Kongpo New Year (Kongpo Losar) People in the Kongpo area celebrate an earlier New Year Festival than other Tibetan areas. It is on the first day of October in Tibetan calendar and is the most representative festival of the Kongpo area. Legend has it that the Kongpo people had celebrated the New Year on the same day as other Tibetan areas, i.e. January 1 st in Tibetan calendar, and it was in the seventh century that the date was changed. This was a time of conflict between certain northern tribes and the Kongpos. With the New Year celebrations imminent, soldiers were reluctant to leave their hometown for fear of missing the festivities. As an inducement to them, the king decided to bring forward the New Year celebrations. The Kongpos successfully drove their aggressors from their hometown and the custom of an earlier New Year Festival was retained as a commemoration of the great event.

An interesting custom of the Kongpo New Year is the feast provided for dogs. On New Year's Eve, every Kongpo family is supposed to prepare a sumptuous feast for their dogs. That includes cuo, a meal made of Tsamba, and beef, mutton, fruits, yak butter, etc, in the belief that that dogs' food choices are determined by God and able to foretell the fortunes of the coming year. By eating cuo the dogs foretell a good crop harvest, butters represent prosperity in animal husbandry while fruits symbolize productive orchards. It is considered bad luck if dogs tend to go for the meat or bark and break the plates. On New Year's Eve, people also drive 'ghosts' out of the house by throwing cobbles into corners and pouring chang onto torches. Having shut the door to cut off the ghosts' way back, the family then gather to roast a food made of yak butter, cheese crumbs and wheat flour.

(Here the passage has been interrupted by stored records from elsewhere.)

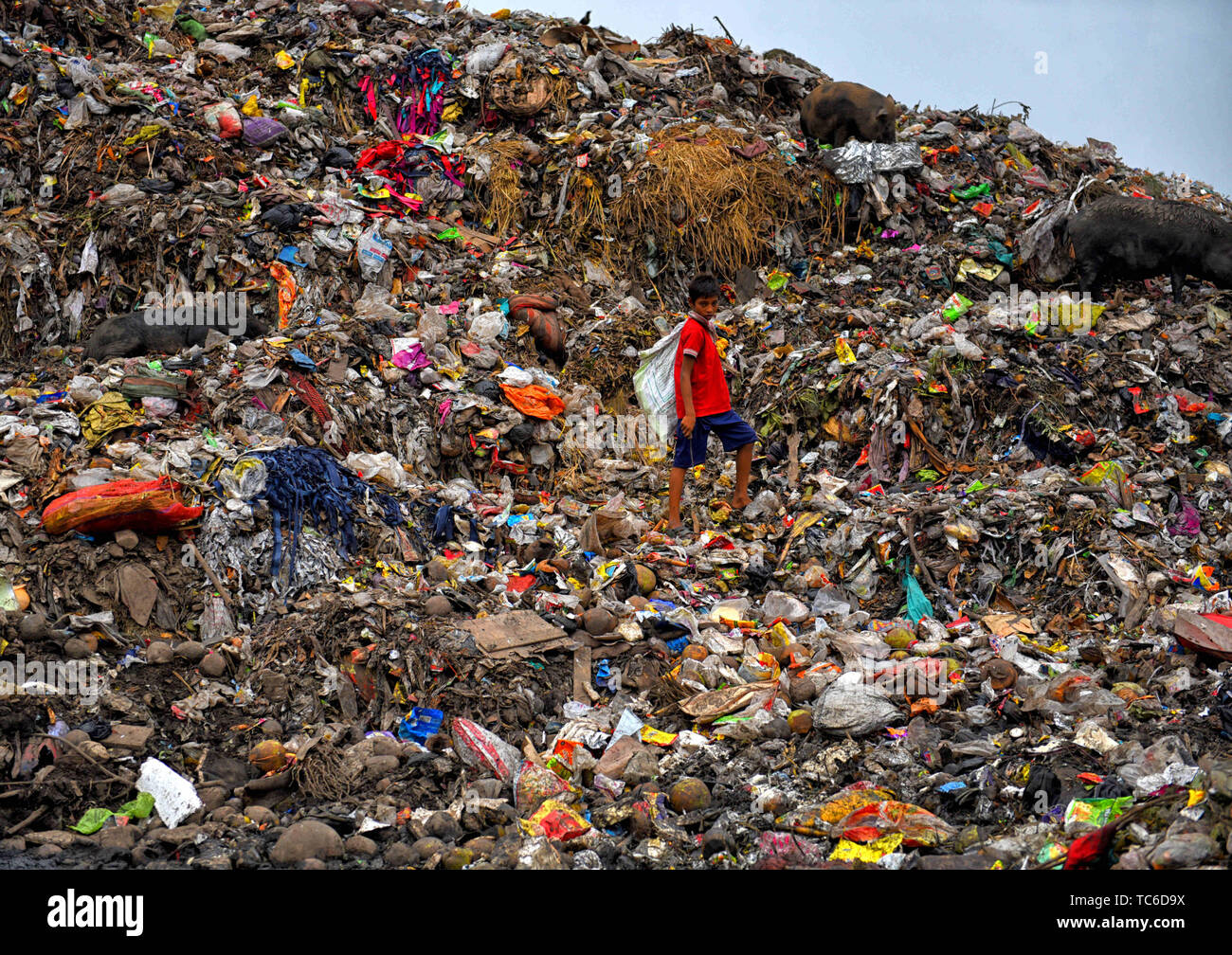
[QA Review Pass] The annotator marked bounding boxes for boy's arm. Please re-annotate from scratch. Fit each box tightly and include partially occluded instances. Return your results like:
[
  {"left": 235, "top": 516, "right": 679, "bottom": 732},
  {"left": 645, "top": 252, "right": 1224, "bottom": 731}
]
[{"left": 677, "top": 355, "right": 698, "bottom": 438}]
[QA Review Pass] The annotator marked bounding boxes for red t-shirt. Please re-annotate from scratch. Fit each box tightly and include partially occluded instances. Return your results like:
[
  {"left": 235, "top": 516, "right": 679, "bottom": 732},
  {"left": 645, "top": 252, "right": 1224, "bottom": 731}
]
[{"left": 674, "top": 313, "right": 732, "bottom": 419}]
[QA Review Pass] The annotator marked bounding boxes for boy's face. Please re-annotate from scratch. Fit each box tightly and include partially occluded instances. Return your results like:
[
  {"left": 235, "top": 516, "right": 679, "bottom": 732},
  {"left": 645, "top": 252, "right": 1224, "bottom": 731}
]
[{"left": 689, "top": 296, "right": 718, "bottom": 319}]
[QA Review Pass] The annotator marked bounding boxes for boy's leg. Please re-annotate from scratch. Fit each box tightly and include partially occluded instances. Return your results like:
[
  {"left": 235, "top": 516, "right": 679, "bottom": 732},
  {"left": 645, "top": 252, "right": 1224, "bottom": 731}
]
[
  {"left": 668, "top": 467, "right": 685, "bottom": 530},
  {"left": 732, "top": 443, "right": 752, "bottom": 510}
]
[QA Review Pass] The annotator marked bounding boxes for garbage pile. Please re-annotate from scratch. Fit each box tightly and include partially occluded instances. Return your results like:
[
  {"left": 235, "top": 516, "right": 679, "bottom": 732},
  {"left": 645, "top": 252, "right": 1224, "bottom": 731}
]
[{"left": 0, "top": 0, "right": 1232, "bottom": 869}]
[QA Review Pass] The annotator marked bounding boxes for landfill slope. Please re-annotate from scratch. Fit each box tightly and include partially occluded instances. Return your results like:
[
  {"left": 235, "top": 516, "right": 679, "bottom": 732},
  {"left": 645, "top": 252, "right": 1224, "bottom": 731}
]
[{"left": 0, "top": 0, "right": 1232, "bottom": 869}]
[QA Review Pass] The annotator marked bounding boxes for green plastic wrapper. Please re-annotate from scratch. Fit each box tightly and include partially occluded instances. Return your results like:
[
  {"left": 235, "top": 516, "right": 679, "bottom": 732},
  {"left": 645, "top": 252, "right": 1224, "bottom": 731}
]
[
  {"left": 175, "top": 16, "right": 209, "bottom": 44},
  {"left": 1064, "top": 796, "right": 1133, "bottom": 828},
  {"left": 903, "top": 573, "right": 933, "bottom": 623},
  {"left": 69, "top": 792, "right": 154, "bottom": 836}
]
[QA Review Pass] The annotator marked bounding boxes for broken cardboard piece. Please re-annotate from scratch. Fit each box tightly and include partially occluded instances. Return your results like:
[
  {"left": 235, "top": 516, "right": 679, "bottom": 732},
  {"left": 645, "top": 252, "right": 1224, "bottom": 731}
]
[
  {"left": 462, "top": 610, "right": 576, "bottom": 658},
  {"left": 1171, "top": 610, "right": 1232, "bottom": 660},
  {"left": 981, "top": 614, "right": 1039, "bottom": 637}
]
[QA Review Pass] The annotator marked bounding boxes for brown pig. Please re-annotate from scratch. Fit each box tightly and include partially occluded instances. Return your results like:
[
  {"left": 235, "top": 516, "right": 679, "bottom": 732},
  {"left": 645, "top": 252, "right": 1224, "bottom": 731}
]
[{"left": 800, "top": 82, "right": 898, "bottom": 147}]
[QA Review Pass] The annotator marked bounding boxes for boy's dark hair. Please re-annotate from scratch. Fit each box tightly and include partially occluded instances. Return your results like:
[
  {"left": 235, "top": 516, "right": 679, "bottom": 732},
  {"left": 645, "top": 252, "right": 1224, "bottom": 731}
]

The more that is eaten the better as it will overload ghosts and so prevent them from carrying people away in the middle of the night.

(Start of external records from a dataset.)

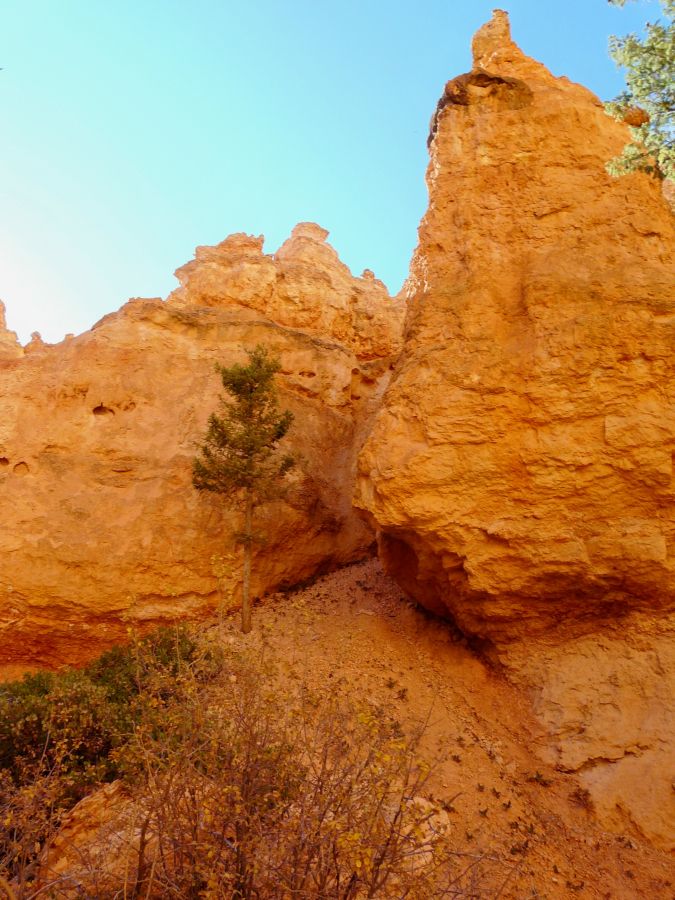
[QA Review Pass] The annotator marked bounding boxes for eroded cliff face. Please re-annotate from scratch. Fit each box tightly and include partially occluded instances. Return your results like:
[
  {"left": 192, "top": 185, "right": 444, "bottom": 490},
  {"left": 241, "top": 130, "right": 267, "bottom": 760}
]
[
  {"left": 356, "top": 11, "right": 675, "bottom": 846},
  {"left": 0, "top": 224, "right": 402, "bottom": 665},
  {"left": 357, "top": 15, "right": 675, "bottom": 641}
]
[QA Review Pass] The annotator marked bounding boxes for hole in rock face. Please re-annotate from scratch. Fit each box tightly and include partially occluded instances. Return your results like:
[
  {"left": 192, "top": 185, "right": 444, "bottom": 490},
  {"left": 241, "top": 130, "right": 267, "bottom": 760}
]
[{"left": 92, "top": 403, "right": 115, "bottom": 416}]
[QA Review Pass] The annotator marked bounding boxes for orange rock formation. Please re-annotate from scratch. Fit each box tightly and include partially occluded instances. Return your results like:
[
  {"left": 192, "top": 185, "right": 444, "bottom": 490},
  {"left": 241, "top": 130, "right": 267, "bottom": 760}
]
[
  {"left": 357, "top": 12, "right": 675, "bottom": 641},
  {"left": 0, "top": 11, "right": 675, "bottom": 848},
  {"left": 356, "top": 11, "right": 675, "bottom": 846},
  {"left": 0, "top": 224, "right": 402, "bottom": 664}
]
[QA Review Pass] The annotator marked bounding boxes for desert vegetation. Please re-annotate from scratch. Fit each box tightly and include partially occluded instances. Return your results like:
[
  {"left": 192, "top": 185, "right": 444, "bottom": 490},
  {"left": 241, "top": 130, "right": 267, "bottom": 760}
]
[{"left": 0, "top": 628, "right": 502, "bottom": 900}]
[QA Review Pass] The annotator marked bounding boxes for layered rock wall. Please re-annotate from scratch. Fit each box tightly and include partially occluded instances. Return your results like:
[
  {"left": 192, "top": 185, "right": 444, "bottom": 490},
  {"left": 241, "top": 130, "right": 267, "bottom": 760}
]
[
  {"left": 357, "top": 7, "right": 675, "bottom": 642},
  {"left": 0, "top": 224, "right": 402, "bottom": 665}
]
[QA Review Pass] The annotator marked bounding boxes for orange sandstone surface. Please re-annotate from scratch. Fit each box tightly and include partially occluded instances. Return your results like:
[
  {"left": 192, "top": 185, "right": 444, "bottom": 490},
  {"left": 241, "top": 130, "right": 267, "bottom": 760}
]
[
  {"left": 0, "top": 11, "right": 675, "bottom": 864},
  {"left": 0, "top": 224, "right": 403, "bottom": 665},
  {"left": 356, "top": 11, "right": 675, "bottom": 847}
]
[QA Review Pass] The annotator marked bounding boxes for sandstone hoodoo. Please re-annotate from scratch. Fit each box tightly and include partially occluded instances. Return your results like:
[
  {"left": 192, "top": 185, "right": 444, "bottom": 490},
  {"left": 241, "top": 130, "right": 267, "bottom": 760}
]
[
  {"left": 0, "top": 224, "right": 402, "bottom": 665},
  {"left": 356, "top": 11, "right": 675, "bottom": 848},
  {"left": 356, "top": 12, "right": 675, "bottom": 642}
]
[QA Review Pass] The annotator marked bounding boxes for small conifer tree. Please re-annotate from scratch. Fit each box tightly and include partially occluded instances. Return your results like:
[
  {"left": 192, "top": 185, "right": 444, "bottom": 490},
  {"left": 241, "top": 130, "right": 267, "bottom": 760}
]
[
  {"left": 192, "top": 344, "right": 294, "bottom": 633},
  {"left": 606, "top": 0, "right": 675, "bottom": 178}
]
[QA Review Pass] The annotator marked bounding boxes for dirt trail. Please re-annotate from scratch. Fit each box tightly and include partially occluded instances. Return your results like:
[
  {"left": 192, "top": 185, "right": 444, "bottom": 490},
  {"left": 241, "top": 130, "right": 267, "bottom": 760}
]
[{"left": 230, "top": 560, "right": 675, "bottom": 900}]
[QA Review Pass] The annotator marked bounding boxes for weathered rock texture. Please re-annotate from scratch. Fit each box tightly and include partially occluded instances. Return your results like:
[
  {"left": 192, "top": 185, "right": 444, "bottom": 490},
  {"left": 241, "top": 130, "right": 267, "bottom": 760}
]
[
  {"left": 0, "top": 224, "right": 402, "bottom": 664},
  {"left": 356, "top": 11, "right": 675, "bottom": 846},
  {"left": 357, "top": 13, "right": 675, "bottom": 641}
]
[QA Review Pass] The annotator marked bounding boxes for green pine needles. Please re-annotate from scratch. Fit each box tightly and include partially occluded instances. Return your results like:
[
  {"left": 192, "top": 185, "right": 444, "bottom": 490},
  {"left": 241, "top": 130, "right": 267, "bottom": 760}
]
[
  {"left": 606, "top": 0, "right": 675, "bottom": 178},
  {"left": 192, "top": 344, "right": 295, "bottom": 633}
]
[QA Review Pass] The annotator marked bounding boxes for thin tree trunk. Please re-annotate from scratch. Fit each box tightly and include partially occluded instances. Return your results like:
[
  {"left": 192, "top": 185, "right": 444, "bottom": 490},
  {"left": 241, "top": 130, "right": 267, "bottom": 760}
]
[{"left": 241, "top": 491, "right": 253, "bottom": 634}]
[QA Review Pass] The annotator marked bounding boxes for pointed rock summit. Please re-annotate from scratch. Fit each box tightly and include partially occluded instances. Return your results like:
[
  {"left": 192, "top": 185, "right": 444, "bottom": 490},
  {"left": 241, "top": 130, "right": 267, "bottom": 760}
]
[{"left": 356, "top": 11, "right": 675, "bottom": 847}]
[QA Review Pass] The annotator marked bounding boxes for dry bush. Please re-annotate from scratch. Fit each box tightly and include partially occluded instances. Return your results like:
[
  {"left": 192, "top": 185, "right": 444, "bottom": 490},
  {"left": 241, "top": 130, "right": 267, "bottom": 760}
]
[
  {"left": 0, "top": 636, "right": 497, "bottom": 900},
  {"left": 100, "top": 644, "right": 494, "bottom": 900}
]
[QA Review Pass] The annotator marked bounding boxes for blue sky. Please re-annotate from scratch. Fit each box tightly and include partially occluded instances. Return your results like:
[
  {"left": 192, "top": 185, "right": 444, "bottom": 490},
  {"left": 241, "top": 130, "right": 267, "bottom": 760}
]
[{"left": 0, "top": 0, "right": 659, "bottom": 341}]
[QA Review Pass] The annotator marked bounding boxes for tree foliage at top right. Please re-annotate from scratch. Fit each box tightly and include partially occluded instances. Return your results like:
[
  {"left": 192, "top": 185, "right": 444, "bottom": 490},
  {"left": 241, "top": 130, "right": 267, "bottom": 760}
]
[{"left": 606, "top": 0, "right": 675, "bottom": 178}]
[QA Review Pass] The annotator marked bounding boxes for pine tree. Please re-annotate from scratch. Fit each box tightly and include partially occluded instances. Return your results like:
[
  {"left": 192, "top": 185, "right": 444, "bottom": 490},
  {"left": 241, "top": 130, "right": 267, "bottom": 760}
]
[
  {"left": 606, "top": 0, "right": 675, "bottom": 178},
  {"left": 192, "top": 345, "right": 294, "bottom": 633}
]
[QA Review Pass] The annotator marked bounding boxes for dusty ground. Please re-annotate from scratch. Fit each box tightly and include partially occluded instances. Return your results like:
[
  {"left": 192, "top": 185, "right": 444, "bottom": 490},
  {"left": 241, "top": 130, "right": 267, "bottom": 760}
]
[{"left": 213, "top": 560, "right": 675, "bottom": 900}]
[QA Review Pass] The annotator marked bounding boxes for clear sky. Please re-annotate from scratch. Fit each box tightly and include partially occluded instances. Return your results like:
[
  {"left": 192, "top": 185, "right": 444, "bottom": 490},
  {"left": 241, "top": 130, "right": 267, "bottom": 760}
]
[{"left": 0, "top": 0, "right": 659, "bottom": 341}]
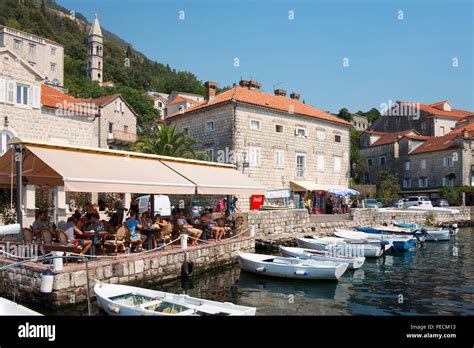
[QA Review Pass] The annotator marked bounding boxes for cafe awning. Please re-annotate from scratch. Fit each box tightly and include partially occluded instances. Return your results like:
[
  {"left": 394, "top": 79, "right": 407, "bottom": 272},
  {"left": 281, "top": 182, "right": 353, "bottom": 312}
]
[
  {"left": 162, "top": 161, "right": 266, "bottom": 195},
  {"left": 0, "top": 142, "right": 265, "bottom": 194},
  {"left": 290, "top": 181, "right": 360, "bottom": 196}
]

The first day of the New Year is for making offerings to the Harvest Goddess. The family bring offerings and chang to their most productive field, and then erect a pine branch upon which to hang prayer flags. Juniper incenses being burned, people sing and dance to pray for a good harvest in the coming year. On the second day the men compete in whistling arrow shooting contests*, horse racing and wresting, etc and the night is spent singing, dancing and drinking chang around campfires. Large commodity fairs are held during the festival in recent years, with a wide range of Tibetan goods on sale.

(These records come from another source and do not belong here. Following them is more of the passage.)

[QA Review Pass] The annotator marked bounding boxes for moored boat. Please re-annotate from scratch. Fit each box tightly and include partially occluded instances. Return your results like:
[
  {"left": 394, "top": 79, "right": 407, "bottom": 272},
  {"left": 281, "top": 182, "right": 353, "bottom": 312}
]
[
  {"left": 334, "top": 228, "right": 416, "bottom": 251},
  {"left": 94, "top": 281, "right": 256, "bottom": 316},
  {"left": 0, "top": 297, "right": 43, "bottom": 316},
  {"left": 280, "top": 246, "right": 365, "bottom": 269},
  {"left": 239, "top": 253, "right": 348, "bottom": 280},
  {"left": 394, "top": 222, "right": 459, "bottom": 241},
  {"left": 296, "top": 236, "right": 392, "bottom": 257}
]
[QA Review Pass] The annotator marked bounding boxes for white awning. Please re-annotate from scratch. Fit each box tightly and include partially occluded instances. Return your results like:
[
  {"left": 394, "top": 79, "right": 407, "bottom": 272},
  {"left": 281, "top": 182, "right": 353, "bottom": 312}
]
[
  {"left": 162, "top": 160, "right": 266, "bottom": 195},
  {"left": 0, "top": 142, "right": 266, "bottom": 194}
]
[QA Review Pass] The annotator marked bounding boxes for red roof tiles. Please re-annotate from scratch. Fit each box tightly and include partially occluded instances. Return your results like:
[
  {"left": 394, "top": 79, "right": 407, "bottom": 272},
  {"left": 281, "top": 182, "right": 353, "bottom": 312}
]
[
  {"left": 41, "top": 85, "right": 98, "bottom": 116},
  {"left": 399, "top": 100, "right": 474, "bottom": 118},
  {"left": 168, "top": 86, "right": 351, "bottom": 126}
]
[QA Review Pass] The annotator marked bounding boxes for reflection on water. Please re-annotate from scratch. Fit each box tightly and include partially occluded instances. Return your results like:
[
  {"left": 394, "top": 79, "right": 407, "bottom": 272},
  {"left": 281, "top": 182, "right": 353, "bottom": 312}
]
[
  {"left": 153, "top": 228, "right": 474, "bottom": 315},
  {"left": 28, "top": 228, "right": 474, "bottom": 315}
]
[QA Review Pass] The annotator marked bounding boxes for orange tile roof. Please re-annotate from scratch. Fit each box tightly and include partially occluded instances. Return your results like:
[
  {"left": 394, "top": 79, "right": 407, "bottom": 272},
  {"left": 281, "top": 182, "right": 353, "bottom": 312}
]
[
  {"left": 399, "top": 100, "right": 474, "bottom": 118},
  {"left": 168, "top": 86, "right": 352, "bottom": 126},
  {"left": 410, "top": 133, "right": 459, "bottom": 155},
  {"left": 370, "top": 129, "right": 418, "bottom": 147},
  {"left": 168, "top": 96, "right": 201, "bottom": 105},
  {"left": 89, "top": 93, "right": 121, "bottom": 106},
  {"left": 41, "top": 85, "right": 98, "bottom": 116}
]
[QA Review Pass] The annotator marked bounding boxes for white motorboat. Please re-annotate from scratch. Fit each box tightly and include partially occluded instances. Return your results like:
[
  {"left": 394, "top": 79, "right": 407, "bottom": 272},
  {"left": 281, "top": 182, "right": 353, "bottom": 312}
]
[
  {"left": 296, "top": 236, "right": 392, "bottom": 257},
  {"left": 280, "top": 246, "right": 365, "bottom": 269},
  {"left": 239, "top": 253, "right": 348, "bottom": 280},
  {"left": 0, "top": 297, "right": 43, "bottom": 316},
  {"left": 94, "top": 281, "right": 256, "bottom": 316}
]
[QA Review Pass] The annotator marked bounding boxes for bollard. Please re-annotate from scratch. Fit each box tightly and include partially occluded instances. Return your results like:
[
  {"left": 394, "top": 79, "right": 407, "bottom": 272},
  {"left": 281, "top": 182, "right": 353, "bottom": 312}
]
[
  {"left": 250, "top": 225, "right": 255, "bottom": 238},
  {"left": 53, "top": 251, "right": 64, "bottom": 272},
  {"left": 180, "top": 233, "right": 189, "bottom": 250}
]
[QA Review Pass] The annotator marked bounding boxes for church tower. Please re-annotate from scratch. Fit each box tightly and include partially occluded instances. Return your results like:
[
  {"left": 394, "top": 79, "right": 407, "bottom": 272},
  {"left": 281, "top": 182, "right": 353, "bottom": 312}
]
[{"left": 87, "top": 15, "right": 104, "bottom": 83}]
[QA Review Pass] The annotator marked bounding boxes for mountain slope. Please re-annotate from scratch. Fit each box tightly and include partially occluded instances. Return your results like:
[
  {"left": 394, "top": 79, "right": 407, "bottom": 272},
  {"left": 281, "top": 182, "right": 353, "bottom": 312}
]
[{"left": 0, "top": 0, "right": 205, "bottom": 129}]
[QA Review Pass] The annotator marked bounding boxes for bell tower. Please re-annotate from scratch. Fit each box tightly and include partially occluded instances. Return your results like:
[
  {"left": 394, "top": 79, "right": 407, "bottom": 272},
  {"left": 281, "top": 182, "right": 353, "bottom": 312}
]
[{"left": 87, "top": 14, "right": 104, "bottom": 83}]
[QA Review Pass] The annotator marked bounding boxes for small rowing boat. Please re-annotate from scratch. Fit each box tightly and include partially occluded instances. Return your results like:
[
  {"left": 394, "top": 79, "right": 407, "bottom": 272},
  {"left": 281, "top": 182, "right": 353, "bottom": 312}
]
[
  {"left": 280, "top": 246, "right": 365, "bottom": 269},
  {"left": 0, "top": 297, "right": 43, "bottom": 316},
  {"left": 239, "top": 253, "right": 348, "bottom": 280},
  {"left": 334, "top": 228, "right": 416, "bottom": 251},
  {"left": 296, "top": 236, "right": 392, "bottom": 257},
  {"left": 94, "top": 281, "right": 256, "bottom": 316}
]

Whistling arrow shooting contests: typical of the Kongpo area, the contests have a history of over 1,500 years and are notable throughout Tibet for the exquisite and amazing whistling arrows. The arrowheads are pierced so as to make sounds when the arrows are shot. Held on festivals and harvest celebrations, the competitions are usually accompanied by songs and dances.

Nyangpu Lhasu Festival 'Nyangpu Lhasu' in Tibetan means the Nyang people (people who live by the Nyang River) pray for a sacred gem. It is one of the traditional festivals of Bon, falling on August 10 th in every Year of the Horse in the Tibetan calendar. This custom has a history of over 600 years, and relates to a special gem that had been enshrined in the Kongpo area and acquired through trickery by neighboring tribes. Following the loss of the precious gem, the Kongpo people suffered from years of famines and plagues. The Kongpos later turned to a Bonpo, who told them that a ritual of prayers on the day on which the gem was taken would bring it back. The sacred gem was finally returned and the festival commemorates the event. 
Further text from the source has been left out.